In all available studies investigating the irritation potential of cis-Jasmone, skin and eye effects have not been scored according to a recognised scheme, e.g. the Draize scoring scheme, but only qualitative descriptions of skin and eye reactions are given. However, the qualitative descriptions are comparable to the parameters of current test guidelines and accepted classification criteria. The validity of the data is also underlined by the fact that all results are consistent, clearly reflecting an irritation potential for skin and eyes.

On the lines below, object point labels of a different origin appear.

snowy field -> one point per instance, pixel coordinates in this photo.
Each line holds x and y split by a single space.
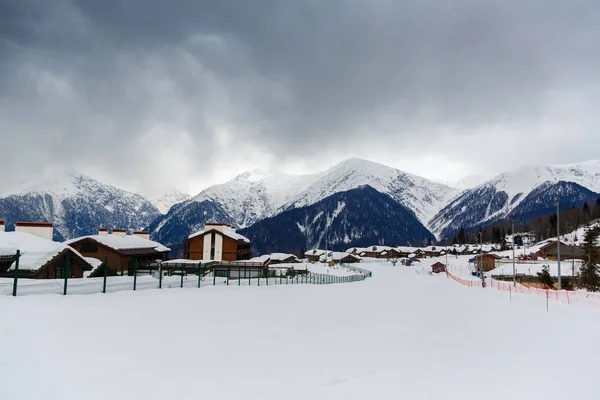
398 335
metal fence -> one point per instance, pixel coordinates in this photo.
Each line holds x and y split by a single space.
142 278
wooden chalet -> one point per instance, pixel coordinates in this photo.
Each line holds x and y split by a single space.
567 252
314 255
39 258
217 242
438 267
119 250
488 261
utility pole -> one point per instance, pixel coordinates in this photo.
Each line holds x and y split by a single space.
558 239
514 268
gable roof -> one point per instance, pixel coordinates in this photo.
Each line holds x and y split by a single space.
230 234
127 242
35 251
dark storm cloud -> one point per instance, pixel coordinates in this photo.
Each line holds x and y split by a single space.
114 84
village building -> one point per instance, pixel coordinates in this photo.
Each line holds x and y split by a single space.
438 267
217 242
488 261
283 258
550 250
39 257
120 250
314 255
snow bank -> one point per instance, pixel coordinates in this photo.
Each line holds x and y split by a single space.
397 335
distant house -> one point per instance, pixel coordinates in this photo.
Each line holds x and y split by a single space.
342 258
40 258
120 249
438 267
550 250
217 242
314 255
489 261
282 258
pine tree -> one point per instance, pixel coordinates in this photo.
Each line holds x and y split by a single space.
545 278
462 237
589 273
586 212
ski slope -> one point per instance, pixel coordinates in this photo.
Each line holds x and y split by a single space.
396 335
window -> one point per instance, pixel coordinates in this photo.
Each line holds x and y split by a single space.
89 247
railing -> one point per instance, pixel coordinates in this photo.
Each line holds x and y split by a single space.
187 280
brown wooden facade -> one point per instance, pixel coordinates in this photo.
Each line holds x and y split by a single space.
119 261
232 250
52 269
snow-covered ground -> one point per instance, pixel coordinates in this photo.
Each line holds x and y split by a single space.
396 335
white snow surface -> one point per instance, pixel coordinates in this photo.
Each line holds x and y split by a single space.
526 178
254 195
124 242
35 251
166 200
396 335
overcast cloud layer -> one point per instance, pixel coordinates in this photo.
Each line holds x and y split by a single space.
150 94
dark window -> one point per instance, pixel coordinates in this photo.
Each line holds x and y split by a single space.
89 247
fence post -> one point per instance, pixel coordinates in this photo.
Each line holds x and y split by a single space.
67 265
134 273
160 276
200 274
105 271
15 282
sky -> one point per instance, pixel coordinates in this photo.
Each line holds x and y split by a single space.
150 95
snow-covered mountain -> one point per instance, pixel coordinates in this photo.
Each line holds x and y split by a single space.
358 217
165 201
255 195
422 196
467 182
76 204
522 193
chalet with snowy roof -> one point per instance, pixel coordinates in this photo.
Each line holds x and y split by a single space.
314 255
283 258
40 258
438 267
335 257
550 250
217 242
119 249
488 261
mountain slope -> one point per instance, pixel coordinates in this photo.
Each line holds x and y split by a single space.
358 217
422 196
528 190
77 205
168 199
256 195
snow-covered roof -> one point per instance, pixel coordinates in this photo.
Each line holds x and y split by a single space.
281 256
126 242
337 256
35 251
230 234
314 252
261 259
181 261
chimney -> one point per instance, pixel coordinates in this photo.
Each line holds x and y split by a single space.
41 229
142 234
119 232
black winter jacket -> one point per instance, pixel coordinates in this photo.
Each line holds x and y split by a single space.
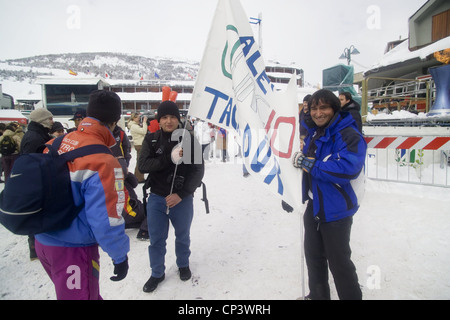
155 159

Although individual study reports might not meet acceptance criteria, all studies taken together in a Weight-of-Evidence approach, result in a unanimous characterisation of the irritation properties of cis-Jasmone. Therefore, the data provided is deemed sufficient to establish a reliable classification with regard to skin irritation / corrosion and eye irritation.

Justification for classification or non-classification

The available data on skin and eye irritation are suitable to derive a classification and labelling. The available data meet the criteria for classification for Skin irrit. 2, H315, and Eye irrit. 2, H319, according to Regulation (EC) No. 1272/2008 (CLP) and are therefore conclusive but not sufficient for classification.